Chapter 1 Introduction
In this course, we will explore a variety of tools that can assist with reproducible data analysis from a broad range of fields. The tools we will cover may take some time to get used to, but the payoff will be immeasurable. Not only are these skills valuable for career advancement, they will also make your work-life easier. The tools will enhance your ability to reproduce your work across similar projects, stay organized, collaborate with others effectively, and more. This course was funded as part of a series of courses in the Training Module for Reproducible Data Science Research project.
1.1 Motivation
Many researchers are self-taught when it comes to computer science. However, data analysis has become a requirement for most researchers. The ability to smoothly work in a reproducible manner not only makes for easier more maintainable workflows, it also improves scientific rigor and transparency.
This course will help learners to use tools that will make their data analytic workflows more organized, more understandable to collaborators (and your future self!), and ultimately more efficient.
1.2 Target Audience
This course is intended for people conducting data analyses at the level of a graduate student or higher. The course is designed so that the majority of the material is presented in a high-level manner that should be applicable to researchers working in a broad range of areas. The course is centered around the R programming language, a widely used statistical analysis software package.
1.3 Topics covered:
This course will cover organization practices, coding practices, tools, and concepts for making your data analyzes more reproducible in R.

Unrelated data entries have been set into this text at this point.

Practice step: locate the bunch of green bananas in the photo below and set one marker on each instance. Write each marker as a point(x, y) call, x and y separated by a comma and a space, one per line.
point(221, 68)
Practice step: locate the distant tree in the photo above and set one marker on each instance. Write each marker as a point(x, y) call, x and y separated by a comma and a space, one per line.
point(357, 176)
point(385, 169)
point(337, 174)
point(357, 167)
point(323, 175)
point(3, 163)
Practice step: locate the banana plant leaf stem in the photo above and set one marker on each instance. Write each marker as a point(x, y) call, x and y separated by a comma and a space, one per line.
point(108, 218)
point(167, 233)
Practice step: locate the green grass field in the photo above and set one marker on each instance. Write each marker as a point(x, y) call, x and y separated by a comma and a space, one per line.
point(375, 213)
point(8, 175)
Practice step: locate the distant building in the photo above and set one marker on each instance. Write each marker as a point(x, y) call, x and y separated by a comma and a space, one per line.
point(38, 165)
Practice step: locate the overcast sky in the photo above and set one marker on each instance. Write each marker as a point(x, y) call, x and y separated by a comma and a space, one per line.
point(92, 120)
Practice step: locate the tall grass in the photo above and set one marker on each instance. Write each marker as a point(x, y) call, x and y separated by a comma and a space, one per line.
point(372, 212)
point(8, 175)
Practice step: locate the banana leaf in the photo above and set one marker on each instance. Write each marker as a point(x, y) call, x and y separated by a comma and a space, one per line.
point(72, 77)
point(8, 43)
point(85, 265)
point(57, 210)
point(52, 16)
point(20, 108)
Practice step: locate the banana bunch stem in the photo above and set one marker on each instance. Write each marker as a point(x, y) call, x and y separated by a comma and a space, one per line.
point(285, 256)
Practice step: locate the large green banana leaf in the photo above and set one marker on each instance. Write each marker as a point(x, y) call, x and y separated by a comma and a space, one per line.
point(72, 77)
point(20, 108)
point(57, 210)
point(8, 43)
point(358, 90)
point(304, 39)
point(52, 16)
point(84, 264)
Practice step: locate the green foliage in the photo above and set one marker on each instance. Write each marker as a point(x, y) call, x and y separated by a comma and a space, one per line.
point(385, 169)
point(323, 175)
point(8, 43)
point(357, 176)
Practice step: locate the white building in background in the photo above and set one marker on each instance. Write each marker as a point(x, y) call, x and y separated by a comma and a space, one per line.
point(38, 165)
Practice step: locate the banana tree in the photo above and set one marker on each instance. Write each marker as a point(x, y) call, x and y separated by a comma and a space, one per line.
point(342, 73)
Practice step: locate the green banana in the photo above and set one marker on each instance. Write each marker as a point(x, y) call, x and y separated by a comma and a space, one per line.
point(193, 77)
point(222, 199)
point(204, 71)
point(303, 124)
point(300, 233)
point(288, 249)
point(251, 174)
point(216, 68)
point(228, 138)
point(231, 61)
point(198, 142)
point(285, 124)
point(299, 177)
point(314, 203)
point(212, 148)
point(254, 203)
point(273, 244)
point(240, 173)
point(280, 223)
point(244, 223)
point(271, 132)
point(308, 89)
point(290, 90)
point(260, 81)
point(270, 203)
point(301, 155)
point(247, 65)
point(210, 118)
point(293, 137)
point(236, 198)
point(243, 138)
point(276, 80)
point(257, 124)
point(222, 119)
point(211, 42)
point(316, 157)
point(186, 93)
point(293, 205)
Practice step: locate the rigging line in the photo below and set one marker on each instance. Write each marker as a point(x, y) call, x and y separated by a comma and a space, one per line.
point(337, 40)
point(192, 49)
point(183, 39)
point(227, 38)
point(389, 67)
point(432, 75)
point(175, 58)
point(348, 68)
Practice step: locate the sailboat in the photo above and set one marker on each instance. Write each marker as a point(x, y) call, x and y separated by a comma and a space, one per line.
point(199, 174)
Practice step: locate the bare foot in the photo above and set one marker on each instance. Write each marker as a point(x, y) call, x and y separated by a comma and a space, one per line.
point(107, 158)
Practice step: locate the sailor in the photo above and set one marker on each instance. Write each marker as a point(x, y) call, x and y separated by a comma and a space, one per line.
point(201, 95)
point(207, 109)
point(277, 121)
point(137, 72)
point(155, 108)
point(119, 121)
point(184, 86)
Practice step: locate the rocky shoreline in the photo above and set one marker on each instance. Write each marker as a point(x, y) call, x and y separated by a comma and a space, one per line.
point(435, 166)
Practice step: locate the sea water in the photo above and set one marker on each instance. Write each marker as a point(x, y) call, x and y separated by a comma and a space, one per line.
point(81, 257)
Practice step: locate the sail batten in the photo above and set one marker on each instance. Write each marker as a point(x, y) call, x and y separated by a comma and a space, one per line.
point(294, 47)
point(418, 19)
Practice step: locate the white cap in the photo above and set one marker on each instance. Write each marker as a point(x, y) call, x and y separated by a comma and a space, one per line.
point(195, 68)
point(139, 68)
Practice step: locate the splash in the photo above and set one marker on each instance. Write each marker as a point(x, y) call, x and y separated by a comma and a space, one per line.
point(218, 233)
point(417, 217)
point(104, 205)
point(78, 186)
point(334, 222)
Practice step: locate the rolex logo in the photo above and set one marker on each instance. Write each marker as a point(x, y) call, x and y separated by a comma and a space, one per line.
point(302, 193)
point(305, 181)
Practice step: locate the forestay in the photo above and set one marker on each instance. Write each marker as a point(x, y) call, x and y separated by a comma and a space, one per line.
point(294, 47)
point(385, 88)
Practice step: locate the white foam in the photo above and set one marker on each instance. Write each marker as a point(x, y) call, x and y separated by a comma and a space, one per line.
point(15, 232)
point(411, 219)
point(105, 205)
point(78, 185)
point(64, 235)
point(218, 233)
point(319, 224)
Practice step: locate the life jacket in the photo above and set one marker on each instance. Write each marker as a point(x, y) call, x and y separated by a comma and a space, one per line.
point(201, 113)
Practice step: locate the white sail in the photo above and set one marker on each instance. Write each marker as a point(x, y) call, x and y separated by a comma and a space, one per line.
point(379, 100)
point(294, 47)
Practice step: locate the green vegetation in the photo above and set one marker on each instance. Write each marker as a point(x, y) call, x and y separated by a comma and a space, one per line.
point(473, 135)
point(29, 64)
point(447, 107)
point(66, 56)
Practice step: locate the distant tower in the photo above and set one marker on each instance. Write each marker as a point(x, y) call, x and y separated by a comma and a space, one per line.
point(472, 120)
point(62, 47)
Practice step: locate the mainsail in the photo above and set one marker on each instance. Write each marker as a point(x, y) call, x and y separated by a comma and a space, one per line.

We will cover important topics such as version control to track changes in documents over time, coding practices to make your code more transparent and to test your code, and methods for sharing your code and data in efficient and clear ways.
1.4 Curriculum
The course will cover the basics for getting started with configuring your projects for use of tools and practices to make your analyses more reproducible.
We will also point to more advanced topics in other resources.
References will include Gillespie and Lovelace (2021), Riederer (2020), Timbers, Campbell, and Lee (2022).
Code review references will include “About Scientific Code Review” (n.d.), Radigan (n.d.), Parker (2017), Bodner (2018).